Published 12 Sep 2024 in cs.DB

Abstract: Ranked enumeration is a query-answering paradigm where the query answers are returned incrementally in order of importance (instead of returning all answers at once). Importance is defined by a ranking function that can be specific to the application, but typically involves either a lexicographic order (e.g., "ORDER BY R.A, S.B" in SQL) or a weighted sum of attributes (e.g., "ORDER BY 3*R.A + 2*S.B"). Recent work has introduced any-k algorithms for (multi-way) join queries, which push ranking into joins and avoid materializing intermediate results until necessary. The top-ranked answers are returned asymptotically faster than the common join-then-rank approach of database systems, resulting in orders-of-magnitude speedup in practice. In addition to their practical usefulness, these techniques complement a long line of theoretical research on unranked enumeration, where answers are also returned incrementally, but with no explicit ordering requirement. For a broad class of ranking functions with certain monotonicity properties, including lexicographic orders and sum-based rankings, the ordering requirement surprisingly does not increase the asymptotic time or space complexity, apart from logarithmic factors.

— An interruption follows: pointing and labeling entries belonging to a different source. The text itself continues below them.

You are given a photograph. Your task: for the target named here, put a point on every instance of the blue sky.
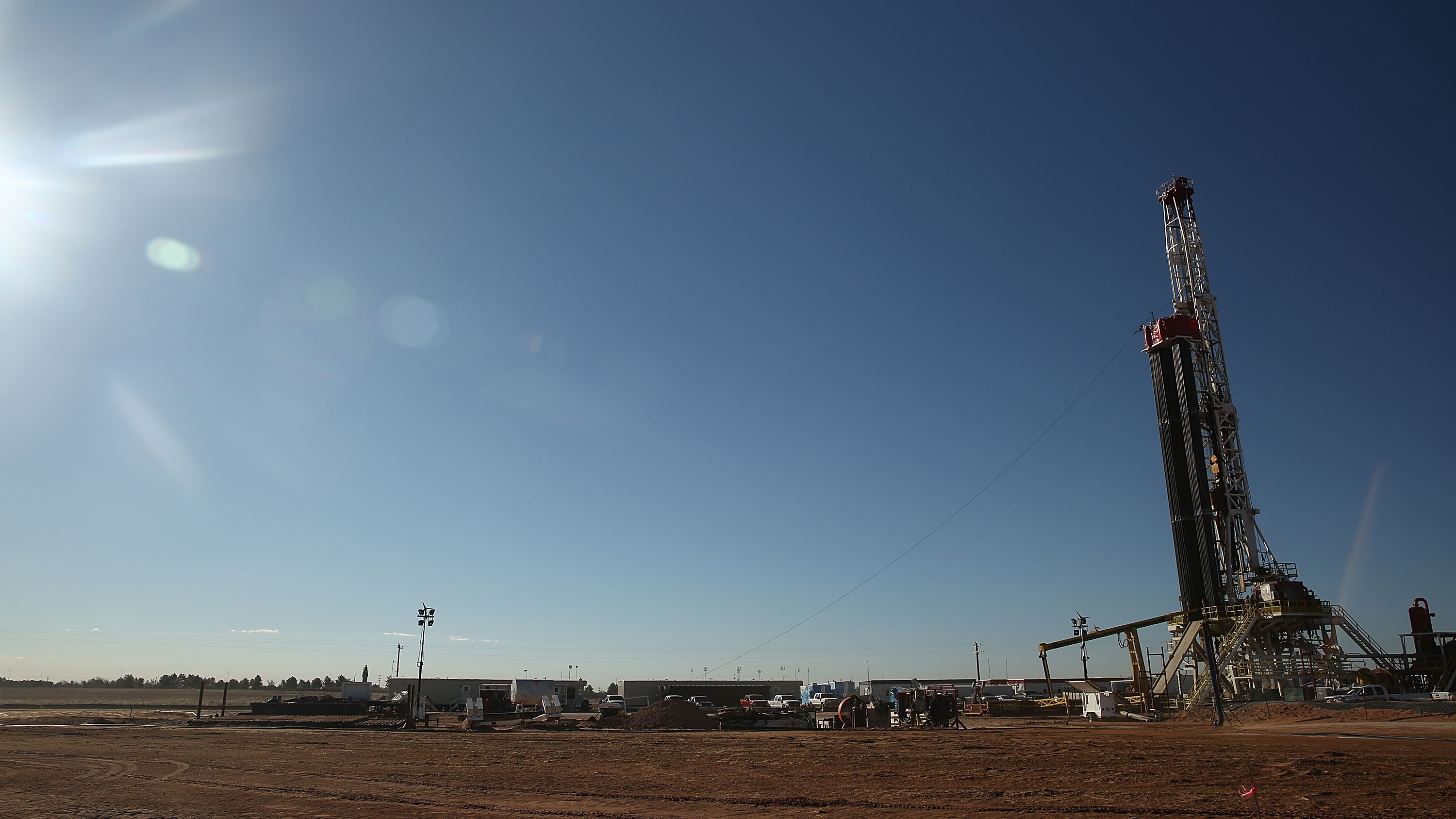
(627, 335)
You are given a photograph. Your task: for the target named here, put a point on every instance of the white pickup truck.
(1360, 694)
(825, 702)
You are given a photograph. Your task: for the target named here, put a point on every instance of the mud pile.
(675, 715)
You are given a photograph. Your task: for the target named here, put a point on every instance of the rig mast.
(1263, 633)
(1244, 556)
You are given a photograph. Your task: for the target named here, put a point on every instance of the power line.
(979, 493)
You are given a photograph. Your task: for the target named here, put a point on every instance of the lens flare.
(169, 254)
(332, 298)
(411, 321)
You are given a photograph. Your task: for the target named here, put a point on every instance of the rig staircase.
(1231, 643)
(1362, 639)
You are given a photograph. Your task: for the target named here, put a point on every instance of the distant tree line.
(184, 681)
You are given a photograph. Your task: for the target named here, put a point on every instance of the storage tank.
(1422, 616)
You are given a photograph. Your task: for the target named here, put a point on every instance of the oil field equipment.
(1248, 626)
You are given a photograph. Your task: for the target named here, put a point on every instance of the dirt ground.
(1001, 767)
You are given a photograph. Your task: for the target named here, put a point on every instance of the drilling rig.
(1250, 627)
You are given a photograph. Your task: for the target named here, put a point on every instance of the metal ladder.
(1362, 639)
(1231, 642)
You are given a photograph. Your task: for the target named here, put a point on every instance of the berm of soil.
(670, 715)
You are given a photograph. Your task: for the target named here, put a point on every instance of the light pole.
(1079, 629)
(427, 618)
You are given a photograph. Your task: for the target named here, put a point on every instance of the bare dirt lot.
(1001, 767)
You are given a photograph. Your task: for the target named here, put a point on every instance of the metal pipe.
(1212, 659)
(1109, 632)
(1046, 669)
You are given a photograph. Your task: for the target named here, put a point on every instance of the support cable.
(928, 535)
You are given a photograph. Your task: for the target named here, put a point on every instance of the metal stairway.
(1231, 643)
(1362, 639)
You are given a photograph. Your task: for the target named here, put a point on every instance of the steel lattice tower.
(1263, 630)
(1244, 556)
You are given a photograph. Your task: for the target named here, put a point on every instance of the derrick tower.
(1264, 632)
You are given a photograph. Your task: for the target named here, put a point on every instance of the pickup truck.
(1360, 694)
(825, 702)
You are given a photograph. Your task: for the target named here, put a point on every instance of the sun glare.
(171, 254)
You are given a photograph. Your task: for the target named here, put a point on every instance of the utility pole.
(427, 618)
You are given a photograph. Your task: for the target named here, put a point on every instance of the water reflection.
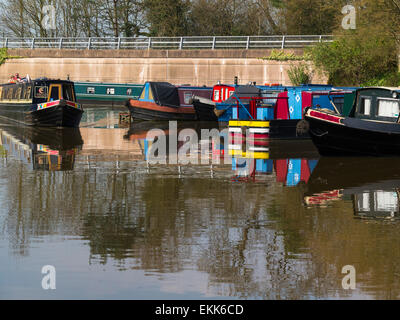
(41, 148)
(371, 184)
(246, 228)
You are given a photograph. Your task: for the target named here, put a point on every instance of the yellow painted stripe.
(249, 154)
(15, 101)
(255, 124)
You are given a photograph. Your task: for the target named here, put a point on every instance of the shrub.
(300, 74)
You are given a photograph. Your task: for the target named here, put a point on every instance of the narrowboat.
(281, 106)
(164, 101)
(41, 102)
(278, 114)
(106, 94)
(373, 185)
(49, 149)
(371, 127)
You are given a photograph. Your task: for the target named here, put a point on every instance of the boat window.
(91, 90)
(339, 102)
(151, 97)
(41, 92)
(365, 107)
(18, 93)
(187, 97)
(386, 201)
(143, 95)
(28, 93)
(10, 93)
(363, 202)
(54, 93)
(216, 95)
(388, 108)
(68, 92)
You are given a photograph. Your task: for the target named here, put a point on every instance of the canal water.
(121, 217)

A key insight is the connection between ranked enumeration for database queries and the fundamental task of computing the kth-shortest path in a graph. Although this connection is important for grounding the problem in the literature, it can obfuscate the simplicity of the algorithm. In this article, we adopt a pragmatic approach and present a slightly simplified version of the algorithm without the shortest-path interpretation. We believe that this will benefit practitioners looking to implement and optimize any-k approaches.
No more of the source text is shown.